Travel that includes a Saturday night stay is often cheaper, and flights that depart on Tuesday, Wednesday and Thursday offer the lowest prices. For the low-cost airlines, flights departing at unpleasant hours – 6am is typical – are where the biggest bargains are to be found. For more information on how to save money with the no-frillers, see our guide to Low-cost airlines.
Finally, become an expert on the shoulder season. This is the time of year when a destination is just about to enter, or is just leaving, the peak season. Conditions are still good, but prices have calmed down. A bit of research on your destination before you go should yield serious savings.
3. Where to go?
Air fares have risen over the past couple of years, the pound is not that strong and we're facing higher and higher rates of Air Passenger Duty. British travellers are looking outside the Eurozone for holiday bargains. Turkey and Egypt always represent good value for family holidays. Lots of canny travellers are going long-haul now too, to countries such as Sri Lanka, Thailand, Vietnam, Kenya, Malaysia and Indonesia.
To find the best-value destinations, check the local currency with a reputable online currency converter and see what you'll get for your pound.
4. Leave it to the last minute
If you're brave enough to leave it until the last minute, you can pick up deals of more than 50 per cent off original prices.
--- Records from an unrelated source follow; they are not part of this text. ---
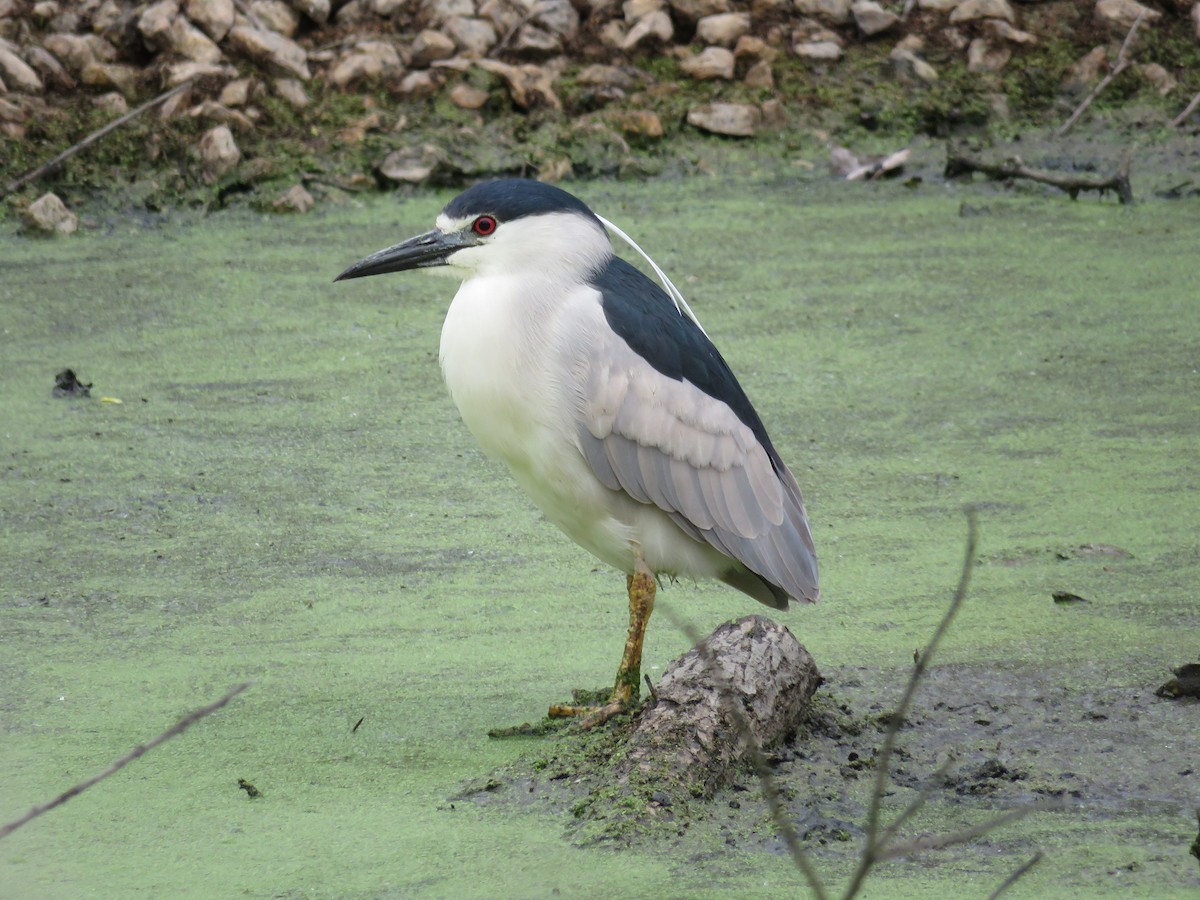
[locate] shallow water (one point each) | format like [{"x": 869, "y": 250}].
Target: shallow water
[{"x": 286, "y": 495}]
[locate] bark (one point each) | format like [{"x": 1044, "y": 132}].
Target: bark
[{"x": 688, "y": 737}]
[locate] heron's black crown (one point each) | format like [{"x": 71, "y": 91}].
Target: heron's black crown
[{"x": 515, "y": 198}]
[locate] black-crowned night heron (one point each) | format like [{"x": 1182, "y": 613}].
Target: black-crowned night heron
[{"x": 609, "y": 403}]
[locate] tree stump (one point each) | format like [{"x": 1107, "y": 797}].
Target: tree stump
[{"x": 687, "y": 738}]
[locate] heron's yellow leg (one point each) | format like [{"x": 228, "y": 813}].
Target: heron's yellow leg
[{"x": 641, "y": 588}]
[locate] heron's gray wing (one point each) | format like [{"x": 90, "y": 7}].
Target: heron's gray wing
[{"x": 665, "y": 441}]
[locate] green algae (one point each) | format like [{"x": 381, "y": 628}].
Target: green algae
[{"x": 286, "y": 496}]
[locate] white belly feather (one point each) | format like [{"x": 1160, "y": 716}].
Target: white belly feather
[{"x": 497, "y": 360}]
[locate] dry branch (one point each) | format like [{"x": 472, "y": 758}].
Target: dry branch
[
  {"x": 173, "y": 731},
  {"x": 53, "y": 165},
  {"x": 1121, "y": 65},
  {"x": 1187, "y": 111},
  {"x": 958, "y": 165}
]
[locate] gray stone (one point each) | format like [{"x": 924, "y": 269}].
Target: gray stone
[
  {"x": 724, "y": 29},
  {"x": 215, "y": 17},
  {"x": 817, "y": 51},
  {"x": 708, "y": 64},
  {"x": 430, "y": 46},
  {"x": 154, "y": 24},
  {"x": 292, "y": 91},
  {"x": 738, "y": 120},
  {"x": 191, "y": 42},
  {"x": 367, "y": 61},
  {"x": 219, "y": 153},
  {"x": 49, "y": 215},
  {"x": 473, "y": 36},
  {"x": 17, "y": 71},
  {"x": 972, "y": 10},
  {"x": 1125, "y": 12},
  {"x": 276, "y": 16},
  {"x": 273, "y": 49},
  {"x": 294, "y": 199},
  {"x": 316, "y": 10},
  {"x": 871, "y": 18},
  {"x": 651, "y": 29},
  {"x": 835, "y": 11},
  {"x": 983, "y": 58}
]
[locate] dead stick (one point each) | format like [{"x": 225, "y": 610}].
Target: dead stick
[
  {"x": 1187, "y": 111},
  {"x": 177, "y": 729},
  {"x": 91, "y": 139},
  {"x": 1122, "y": 64},
  {"x": 958, "y": 165}
]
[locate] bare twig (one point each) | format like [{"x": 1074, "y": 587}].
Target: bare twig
[
  {"x": 873, "y": 852},
  {"x": 1015, "y": 876},
  {"x": 173, "y": 731},
  {"x": 959, "y": 165},
  {"x": 53, "y": 165},
  {"x": 1121, "y": 65},
  {"x": 757, "y": 761},
  {"x": 1187, "y": 111}
]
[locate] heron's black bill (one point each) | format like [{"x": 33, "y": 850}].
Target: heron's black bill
[{"x": 419, "y": 252}]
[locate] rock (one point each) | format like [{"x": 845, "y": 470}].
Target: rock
[
  {"x": 112, "y": 103},
  {"x": 430, "y": 46},
  {"x": 760, "y": 76},
  {"x": 723, "y": 29},
  {"x": 1000, "y": 30},
  {"x": 754, "y": 48},
  {"x": 367, "y": 61},
  {"x": 112, "y": 75},
  {"x": 292, "y": 91},
  {"x": 276, "y": 16},
  {"x": 972, "y": 10},
  {"x": 17, "y": 72},
  {"x": 739, "y": 120},
  {"x": 640, "y": 124},
  {"x": 49, "y": 69},
  {"x": 79, "y": 52},
  {"x": 294, "y": 199},
  {"x": 316, "y": 10},
  {"x": 214, "y": 17},
  {"x": 467, "y": 97},
  {"x": 834, "y": 11},
  {"x": 601, "y": 76},
  {"x": 219, "y": 153},
  {"x": 696, "y": 10},
  {"x": 688, "y": 742},
  {"x": 817, "y": 51},
  {"x": 652, "y": 29},
  {"x": 180, "y": 72},
  {"x": 473, "y": 36},
  {"x": 708, "y": 64},
  {"x": 983, "y": 58},
  {"x": 907, "y": 64},
  {"x": 1158, "y": 77},
  {"x": 155, "y": 22},
  {"x": 191, "y": 42},
  {"x": 531, "y": 87},
  {"x": 237, "y": 93},
  {"x": 871, "y": 18},
  {"x": 1125, "y": 12},
  {"x": 271, "y": 49},
  {"x": 49, "y": 215}
]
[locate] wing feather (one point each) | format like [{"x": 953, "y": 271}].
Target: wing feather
[{"x": 664, "y": 441}]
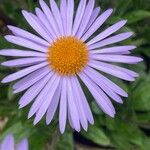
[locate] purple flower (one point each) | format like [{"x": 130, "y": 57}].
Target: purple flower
[
  {"x": 64, "y": 52},
  {"x": 9, "y": 144}
]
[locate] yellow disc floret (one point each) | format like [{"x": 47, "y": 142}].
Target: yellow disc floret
[{"x": 68, "y": 55}]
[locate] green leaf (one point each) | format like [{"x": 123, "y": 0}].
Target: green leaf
[
  {"x": 96, "y": 135},
  {"x": 65, "y": 141},
  {"x": 136, "y": 16},
  {"x": 141, "y": 95}
]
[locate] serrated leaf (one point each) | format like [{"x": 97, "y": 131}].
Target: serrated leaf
[{"x": 141, "y": 95}]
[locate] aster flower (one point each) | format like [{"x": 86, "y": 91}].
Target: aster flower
[
  {"x": 9, "y": 144},
  {"x": 65, "y": 54}
]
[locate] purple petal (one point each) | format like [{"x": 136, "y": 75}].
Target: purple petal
[
  {"x": 63, "y": 106},
  {"x": 63, "y": 11},
  {"x": 108, "y": 31},
  {"x": 45, "y": 22},
  {"x": 23, "y": 72},
  {"x": 31, "y": 79},
  {"x": 85, "y": 104},
  {"x": 53, "y": 105},
  {"x": 33, "y": 91},
  {"x": 21, "y": 53},
  {"x": 49, "y": 16},
  {"x": 86, "y": 18},
  {"x": 79, "y": 15},
  {"x": 25, "y": 43},
  {"x": 36, "y": 24},
  {"x": 111, "y": 50},
  {"x": 25, "y": 34},
  {"x": 47, "y": 101},
  {"x": 112, "y": 70},
  {"x": 42, "y": 96},
  {"x": 94, "y": 15},
  {"x": 94, "y": 75},
  {"x": 57, "y": 16},
  {"x": 22, "y": 62},
  {"x": 23, "y": 145},
  {"x": 101, "y": 99},
  {"x": 97, "y": 24},
  {"x": 116, "y": 58},
  {"x": 79, "y": 105},
  {"x": 8, "y": 143},
  {"x": 70, "y": 13},
  {"x": 111, "y": 40},
  {"x": 72, "y": 107}
]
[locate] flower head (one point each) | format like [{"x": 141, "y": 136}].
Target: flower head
[
  {"x": 65, "y": 53},
  {"x": 9, "y": 144}
]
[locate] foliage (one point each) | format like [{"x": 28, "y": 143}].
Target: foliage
[{"x": 131, "y": 127}]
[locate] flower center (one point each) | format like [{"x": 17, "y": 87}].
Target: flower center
[{"x": 68, "y": 55}]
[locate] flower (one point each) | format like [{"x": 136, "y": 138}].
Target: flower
[
  {"x": 64, "y": 55},
  {"x": 9, "y": 144}
]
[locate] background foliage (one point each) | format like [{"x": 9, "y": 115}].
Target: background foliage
[{"x": 128, "y": 131}]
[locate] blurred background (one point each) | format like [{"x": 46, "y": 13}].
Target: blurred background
[{"x": 130, "y": 130}]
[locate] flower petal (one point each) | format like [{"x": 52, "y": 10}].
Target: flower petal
[
  {"x": 85, "y": 104},
  {"x": 21, "y": 53},
  {"x": 70, "y": 13},
  {"x": 101, "y": 99},
  {"x": 114, "y": 70},
  {"x": 79, "y": 15},
  {"x": 25, "y": 34},
  {"x": 53, "y": 104},
  {"x": 22, "y": 62},
  {"x": 48, "y": 100},
  {"x": 97, "y": 24},
  {"x": 78, "y": 102},
  {"x": 86, "y": 18},
  {"x": 36, "y": 24},
  {"x": 31, "y": 79},
  {"x": 116, "y": 58},
  {"x": 34, "y": 90},
  {"x": 49, "y": 16},
  {"x": 23, "y": 72},
  {"x": 108, "y": 82},
  {"x": 23, "y": 145},
  {"x": 63, "y": 106},
  {"x": 63, "y": 12},
  {"x": 94, "y": 15},
  {"x": 42, "y": 17},
  {"x": 42, "y": 96},
  {"x": 74, "y": 116},
  {"x": 57, "y": 16},
  {"x": 113, "y": 50},
  {"x": 8, "y": 143},
  {"x": 25, "y": 43},
  {"x": 94, "y": 75},
  {"x": 108, "y": 31},
  {"x": 111, "y": 40}
]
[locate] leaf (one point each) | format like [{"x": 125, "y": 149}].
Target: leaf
[
  {"x": 96, "y": 135},
  {"x": 65, "y": 141},
  {"x": 136, "y": 16},
  {"x": 141, "y": 95}
]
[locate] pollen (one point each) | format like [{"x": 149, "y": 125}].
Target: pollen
[{"x": 68, "y": 56}]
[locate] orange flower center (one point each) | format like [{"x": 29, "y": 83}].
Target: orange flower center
[{"x": 68, "y": 56}]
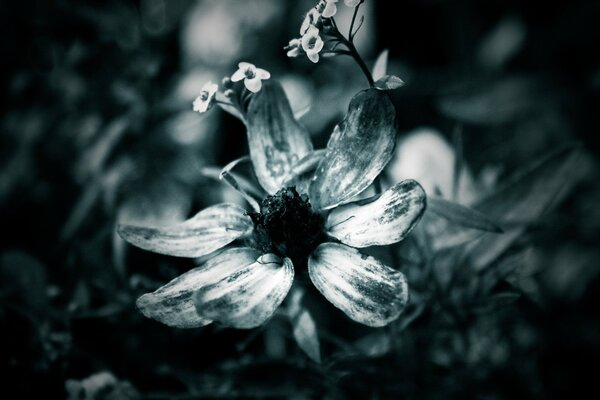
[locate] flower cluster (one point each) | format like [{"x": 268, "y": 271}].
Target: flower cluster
[
  {"x": 252, "y": 78},
  {"x": 310, "y": 218},
  {"x": 316, "y": 20}
]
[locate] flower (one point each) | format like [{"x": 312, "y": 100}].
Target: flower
[
  {"x": 329, "y": 9},
  {"x": 352, "y": 3},
  {"x": 294, "y": 47},
  {"x": 251, "y": 75},
  {"x": 310, "y": 19},
  {"x": 310, "y": 218},
  {"x": 206, "y": 99},
  {"x": 312, "y": 43}
]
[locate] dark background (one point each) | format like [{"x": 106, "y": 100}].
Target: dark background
[{"x": 96, "y": 126}]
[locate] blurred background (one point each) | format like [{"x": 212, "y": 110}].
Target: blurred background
[{"x": 97, "y": 127}]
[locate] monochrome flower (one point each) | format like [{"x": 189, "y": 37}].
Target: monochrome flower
[
  {"x": 310, "y": 218},
  {"x": 310, "y": 19},
  {"x": 329, "y": 8},
  {"x": 294, "y": 48},
  {"x": 312, "y": 44},
  {"x": 251, "y": 75},
  {"x": 352, "y": 3},
  {"x": 206, "y": 99}
]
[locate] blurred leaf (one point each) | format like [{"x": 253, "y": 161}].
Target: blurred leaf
[
  {"x": 375, "y": 345},
  {"x": 535, "y": 189},
  {"x": 496, "y": 301},
  {"x": 305, "y": 334},
  {"x": 524, "y": 198},
  {"x": 388, "y": 82},
  {"x": 380, "y": 67},
  {"x": 490, "y": 103},
  {"x": 461, "y": 215},
  {"x": 23, "y": 282}
]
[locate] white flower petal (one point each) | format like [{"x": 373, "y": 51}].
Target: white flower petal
[
  {"x": 275, "y": 139},
  {"x": 209, "y": 230},
  {"x": 249, "y": 296},
  {"x": 254, "y": 85},
  {"x": 246, "y": 65},
  {"x": 352, "y": 3},
  {"x": 173, "y": 304},
  {"x": 361, "y": 146},
  {"x": 386, "y": 220},
  {"x": 262, "y": 73},
  {"x": 200, "y": 105},
  {"x": 314, "y": 57},
  {"x": 365, "y": 289},
  {"x": 330, "y": 9},
  {"x": 238, "y": 75}
]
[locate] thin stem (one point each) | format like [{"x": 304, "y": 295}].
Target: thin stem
[
  {"x": 350, "y": 35},
  {"x": 353, "y": 52}
]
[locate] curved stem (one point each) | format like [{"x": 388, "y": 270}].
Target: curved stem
[{"x": 352, "y": 52}]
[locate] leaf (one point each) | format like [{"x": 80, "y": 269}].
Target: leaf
[
  {"x": 224, "y": 104},
  {"x": 461, "y": 215},
  {"x": 358, "y": 150},
  {"x": 275, "y": 139},
  {"x": 380, "y": 67},
  {"x": 388, "y": 82},
  {"x": 305, "y": 334}
]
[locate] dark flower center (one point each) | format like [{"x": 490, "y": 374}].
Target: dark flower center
[{"x": 287, "y": 226}]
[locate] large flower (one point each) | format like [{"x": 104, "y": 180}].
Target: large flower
[{"x": 308, "y": 219}]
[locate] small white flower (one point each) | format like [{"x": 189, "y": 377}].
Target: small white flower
[
  {"x": 207, "y": 97},
  {"x": 251, "y": 75},
  {"x": 311, "y": 19},
  {"x": 312, "y": 43},
  {"x": 294, "y": 48},
  {"x": 330, "y": 8},
  {"x": 352, "y": 3}
]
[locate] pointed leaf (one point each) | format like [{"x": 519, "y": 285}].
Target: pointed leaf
[
  {"x": 461, "y": 215},
  {"x": 302, "y": 172},
  {"x": 276, "y": 140},
  {"x": 380, "y": 67},
  {"x": 173, "y": 304},
  {"x": 209, "y": 230},
  {"x": 249, "y": 296},
  {"x": 357, "y": 152},
  {"x": 386, "y": 220},
  {"x": 388, "y": 82},
  {"x": 365, "y": 289}
]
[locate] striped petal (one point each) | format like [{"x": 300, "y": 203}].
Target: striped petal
[
  {"x": 173, "y": 304},
  {"x": 366, "y": 290},
  {"x": 209, "y": 230},
  {"x": 275, "y": 138},
  {"x": 358, "y": 150},
  {"x": 386, "y": 220},
  {"x": 250, "y": 295}
]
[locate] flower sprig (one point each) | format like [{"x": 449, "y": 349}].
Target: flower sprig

Read our guide to Last-minute flights to find the best ways to get a good deal.
5. Sale now on
Big discounts aren't just for the high street. Many airlines have regular sales, some seem to have nothing but. If you can book your tickets as part of a seat sale – the bigger, the better – you're bound to save money on a regular fare. Each airline is different though. BA has a large January sale, whereas Ryanair seems to have a permanent sale. To find details of the ways to find the best deals with each individual airline, check our airline guides, which give tailored advice on how to find the cheapest deals.
Finally, when you find a good deal: book it. Especially during the sales, it doesn't do to delay.